Putting you in the shoes of a miner/explorer, you’ll work your way through a series of randomly generated dungeon areas, using a few bombs to blast your way through areas while also collecting treasure and defeating enemies (well, some enemies, anyway) by bopping on their heads or blowing them up. As you go further into the game, the challenge scale picks up heinously, resulting in you dying – quite often, at that. It’s just part of the thrill of learning what Spelunky has to offer, though. The patient will truly persevere. Everyone else will go looking for the “easy” option in the menu system.
There’s nothing wrong with Spelunky’s gameplay. In fact, it’s a little more balanced than you’d expect for an old-school platforming adventure. Not only are there some great tactics to learn here, but there are also items in the environment that can easily work for or against you, depending what you do in a stage. One minute, a rock can come crashing down on enemies, giving you a clearer shot at the next room. The next, that rock becomes your worst nightmare when it crushes someone you were intending to save. Who says you should have things easy?

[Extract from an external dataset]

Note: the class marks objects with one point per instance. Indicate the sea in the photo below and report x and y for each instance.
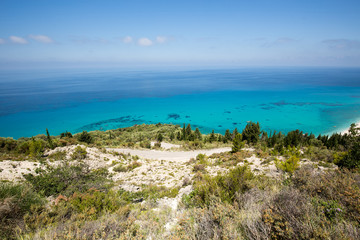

With its various rooms and infinite replayability with the “never the same level twice” approach, Spelunky definitely sits in a league by itself. But, again, it helps if you’re fully prepared for it, because you will die often – especially by the time you get to the ridiculous final boss. If you’re looking for something to do outside of that, the game does offer a four-player local co-op mode, though it’s only fun for carefree party sessions, not serious players looking to move forward.
While Spelunky has updated from the original 8-bit-style version, Yu and his team have done a splendid job with the game’s presentation. The graphics, in all their HD glory, are excellent, with solid animations and plenty of colorful enemies to encounter and secrets to find. The caves look great too, even if their terrain tends to repeat later on in the game. As for the music, there are some awesome tunes, as well as a few that you won’t have a problem skipping, just for the sake of sounding like elevator muzak.
For a ten-dollar download, Spelunky will give you your money’s worth, especially if you grew up in the NES era, where no Mega Man was ever too tough for you to tame. Though the multiplayer mode is somewhat unnecessary and the difficulty pushes way too far forward at times, there’s value to be found here. Like the main hero, you just gotta dig for it.